Però.a forza di andare sempre in bianco per causa della “location” a Marduk giravano parecchio le balle, al punto che i suoi sacerdoti ruffiani, per placarlo, furono costretti a inventare il “pied a terre”.
E gli archeologi stanno ancora setacciando tra quei 91 x 91 metri, nella speranza di trovarne le vestigia.
Francisco Goya nel 1797 dipinse un quadro e lo chiamò “Il sonno della ragione genera mostri”. Dipinse un altro quadro e lo chiamò “Il linguaggio universale”.
La torre di Babele rappresenta la massima espressione della perdita della ragione degli umani che vogliono raggiungere mete elevate, senza averne le capacità, o gli strumenti appropriati.

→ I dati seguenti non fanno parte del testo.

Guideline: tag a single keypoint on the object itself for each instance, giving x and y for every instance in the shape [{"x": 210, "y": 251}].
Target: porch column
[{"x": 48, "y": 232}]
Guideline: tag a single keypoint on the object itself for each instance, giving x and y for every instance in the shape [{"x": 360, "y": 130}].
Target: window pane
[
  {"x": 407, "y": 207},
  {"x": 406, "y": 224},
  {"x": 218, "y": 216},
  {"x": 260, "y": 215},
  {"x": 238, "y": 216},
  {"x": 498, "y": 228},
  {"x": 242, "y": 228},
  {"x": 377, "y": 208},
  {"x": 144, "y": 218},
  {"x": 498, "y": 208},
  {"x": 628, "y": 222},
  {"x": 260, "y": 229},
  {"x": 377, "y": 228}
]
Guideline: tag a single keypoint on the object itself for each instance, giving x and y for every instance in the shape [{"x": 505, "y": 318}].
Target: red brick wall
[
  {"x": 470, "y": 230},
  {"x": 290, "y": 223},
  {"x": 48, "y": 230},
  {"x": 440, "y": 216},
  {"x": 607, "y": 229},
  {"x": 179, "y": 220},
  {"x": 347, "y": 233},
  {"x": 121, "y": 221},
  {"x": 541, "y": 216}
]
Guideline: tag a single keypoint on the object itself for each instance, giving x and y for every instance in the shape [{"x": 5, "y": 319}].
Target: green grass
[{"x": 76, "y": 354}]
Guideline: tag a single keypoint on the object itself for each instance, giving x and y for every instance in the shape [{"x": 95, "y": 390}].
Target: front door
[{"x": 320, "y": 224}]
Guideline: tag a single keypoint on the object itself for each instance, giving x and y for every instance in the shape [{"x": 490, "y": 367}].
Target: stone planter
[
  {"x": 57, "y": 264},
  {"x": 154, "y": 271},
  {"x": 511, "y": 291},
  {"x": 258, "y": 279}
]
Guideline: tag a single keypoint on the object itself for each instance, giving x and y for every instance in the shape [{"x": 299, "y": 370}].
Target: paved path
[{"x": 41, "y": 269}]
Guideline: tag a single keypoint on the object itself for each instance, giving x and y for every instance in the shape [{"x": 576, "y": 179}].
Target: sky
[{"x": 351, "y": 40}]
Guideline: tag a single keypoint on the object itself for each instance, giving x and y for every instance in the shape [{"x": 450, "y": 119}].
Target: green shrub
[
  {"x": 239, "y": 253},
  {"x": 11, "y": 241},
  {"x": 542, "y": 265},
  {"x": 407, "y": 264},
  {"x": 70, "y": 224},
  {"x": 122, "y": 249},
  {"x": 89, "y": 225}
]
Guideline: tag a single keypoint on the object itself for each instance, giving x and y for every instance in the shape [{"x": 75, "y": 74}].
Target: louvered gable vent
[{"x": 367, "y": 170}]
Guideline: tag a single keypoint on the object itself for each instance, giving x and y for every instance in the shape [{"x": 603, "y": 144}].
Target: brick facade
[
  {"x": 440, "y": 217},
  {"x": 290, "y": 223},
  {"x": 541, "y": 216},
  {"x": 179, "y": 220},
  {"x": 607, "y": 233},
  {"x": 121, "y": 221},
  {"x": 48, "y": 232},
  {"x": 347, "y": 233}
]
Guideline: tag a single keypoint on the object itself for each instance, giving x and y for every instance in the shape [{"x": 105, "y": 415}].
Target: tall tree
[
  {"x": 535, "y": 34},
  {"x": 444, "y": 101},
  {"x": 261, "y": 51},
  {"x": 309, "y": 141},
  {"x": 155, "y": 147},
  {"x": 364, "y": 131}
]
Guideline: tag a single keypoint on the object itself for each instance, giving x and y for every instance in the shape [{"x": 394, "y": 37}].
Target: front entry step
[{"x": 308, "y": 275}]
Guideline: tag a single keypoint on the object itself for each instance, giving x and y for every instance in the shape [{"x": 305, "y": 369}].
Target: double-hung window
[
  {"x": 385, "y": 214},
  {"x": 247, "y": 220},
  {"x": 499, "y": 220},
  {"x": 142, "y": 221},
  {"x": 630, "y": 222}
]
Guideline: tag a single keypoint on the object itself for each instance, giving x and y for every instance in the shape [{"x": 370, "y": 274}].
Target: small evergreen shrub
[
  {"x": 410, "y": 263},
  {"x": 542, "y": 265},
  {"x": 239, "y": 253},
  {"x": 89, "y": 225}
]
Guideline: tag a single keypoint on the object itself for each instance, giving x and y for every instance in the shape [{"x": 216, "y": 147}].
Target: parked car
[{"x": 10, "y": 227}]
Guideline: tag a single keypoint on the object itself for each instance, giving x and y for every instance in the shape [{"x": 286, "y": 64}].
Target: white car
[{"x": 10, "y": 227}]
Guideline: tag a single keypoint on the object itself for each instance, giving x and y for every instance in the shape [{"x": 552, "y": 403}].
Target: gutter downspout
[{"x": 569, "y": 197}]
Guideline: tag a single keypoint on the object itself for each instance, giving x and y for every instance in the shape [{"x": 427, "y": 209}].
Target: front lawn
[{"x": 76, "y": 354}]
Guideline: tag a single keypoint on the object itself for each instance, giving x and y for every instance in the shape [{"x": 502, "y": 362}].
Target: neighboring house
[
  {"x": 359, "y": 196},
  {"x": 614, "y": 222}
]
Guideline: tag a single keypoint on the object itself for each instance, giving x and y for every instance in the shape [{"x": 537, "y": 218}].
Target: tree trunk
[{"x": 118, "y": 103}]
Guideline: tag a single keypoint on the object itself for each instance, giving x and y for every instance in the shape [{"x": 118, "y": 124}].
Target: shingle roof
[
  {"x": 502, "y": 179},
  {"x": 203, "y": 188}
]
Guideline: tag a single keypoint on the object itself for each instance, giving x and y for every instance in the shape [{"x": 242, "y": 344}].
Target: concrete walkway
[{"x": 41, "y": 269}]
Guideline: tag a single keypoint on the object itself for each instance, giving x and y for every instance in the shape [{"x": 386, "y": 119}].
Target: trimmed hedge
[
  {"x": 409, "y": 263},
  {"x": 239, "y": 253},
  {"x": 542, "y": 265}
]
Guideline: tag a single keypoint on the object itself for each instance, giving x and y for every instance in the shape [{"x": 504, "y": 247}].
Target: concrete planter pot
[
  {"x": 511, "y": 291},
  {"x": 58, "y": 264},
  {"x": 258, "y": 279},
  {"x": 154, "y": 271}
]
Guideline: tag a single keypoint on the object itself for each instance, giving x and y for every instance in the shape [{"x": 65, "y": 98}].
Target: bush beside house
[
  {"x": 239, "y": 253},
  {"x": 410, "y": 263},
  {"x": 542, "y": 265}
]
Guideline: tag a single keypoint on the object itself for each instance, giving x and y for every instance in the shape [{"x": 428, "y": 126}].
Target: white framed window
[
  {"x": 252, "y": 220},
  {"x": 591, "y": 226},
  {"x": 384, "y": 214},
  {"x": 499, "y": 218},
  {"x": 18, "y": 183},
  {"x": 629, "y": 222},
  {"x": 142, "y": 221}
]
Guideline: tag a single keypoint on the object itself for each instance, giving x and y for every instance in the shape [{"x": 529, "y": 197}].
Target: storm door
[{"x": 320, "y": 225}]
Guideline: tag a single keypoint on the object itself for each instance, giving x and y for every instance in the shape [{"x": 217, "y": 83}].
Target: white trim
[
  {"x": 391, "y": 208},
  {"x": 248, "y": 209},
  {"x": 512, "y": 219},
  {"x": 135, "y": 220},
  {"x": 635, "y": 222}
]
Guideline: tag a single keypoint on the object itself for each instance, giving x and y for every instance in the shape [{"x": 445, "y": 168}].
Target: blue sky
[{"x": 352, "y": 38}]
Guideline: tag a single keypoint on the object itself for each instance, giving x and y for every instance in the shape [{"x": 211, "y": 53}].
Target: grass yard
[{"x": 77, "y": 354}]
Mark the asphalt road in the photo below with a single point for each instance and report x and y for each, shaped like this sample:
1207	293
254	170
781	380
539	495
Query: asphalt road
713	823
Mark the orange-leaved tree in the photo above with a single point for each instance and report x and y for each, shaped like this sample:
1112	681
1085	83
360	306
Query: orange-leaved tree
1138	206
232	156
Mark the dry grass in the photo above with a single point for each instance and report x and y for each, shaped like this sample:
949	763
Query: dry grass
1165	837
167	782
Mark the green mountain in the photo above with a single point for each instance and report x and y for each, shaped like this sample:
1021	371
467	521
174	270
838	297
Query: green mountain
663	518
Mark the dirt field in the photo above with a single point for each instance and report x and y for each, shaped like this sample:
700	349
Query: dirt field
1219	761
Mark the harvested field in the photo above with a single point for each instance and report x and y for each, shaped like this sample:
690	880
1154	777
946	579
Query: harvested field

La giovane illibata che sale fino in cima per attendere la rivelazione dell’entità spirituale ed illuminare i suoi simili nel mondo, è circostanza ripresa da innumerevoli religioni, sulla faccia della Terra. Molti gruppi etnici attendono l’arrivo di un messia. Sull’isola di Pasqua i giganteschi Moai costruiti dal popolo dei Rapa Nui erano di auspicio per la pesca, ma si sono rivelati inutili per la sopravvivenza dell’ecosistema dell’isola distante migliaia di chilometri dal più vicino lembo di terra.
La confusione regna sovrana in diversi campi dello scibile umano. La debolezza di Organizzazioni internazionali impediscono di risolvere conflitti tra Stati e rendono inutili gli appelli alla ragionevolezza di figure carismatiche politiche e religiose. Sempre più isolate e deboli, se non corrotte, o corruttibili dal vile denaro. Interessi economici stratosferici (alti come avrebbero voluto i costruttori della torre di Babele) tentano di piegare economie consolidate al loro interesse. Multinazionali farmaceutiche, pare si stiano preparando a nuove spettacolari (per modo di dire) pandemie, pur di piazzare miliardi di dosi di vaccino che, casualmente, avrebbero già brevettato. Cosa è venuto a fare Bill Gate a Roma dal Primo Ministro, ma soprattutto dal Papa? Lui che è il maggior finanziatore dell’OMS?
In attesa che la AI (intelligenza artificiale) ci indichi la via (per così dire), vado a fare un bagno, di umiltà, di pulizia, di sole. La canzone? “Vedrai, vedrai” di Luigi Tenco.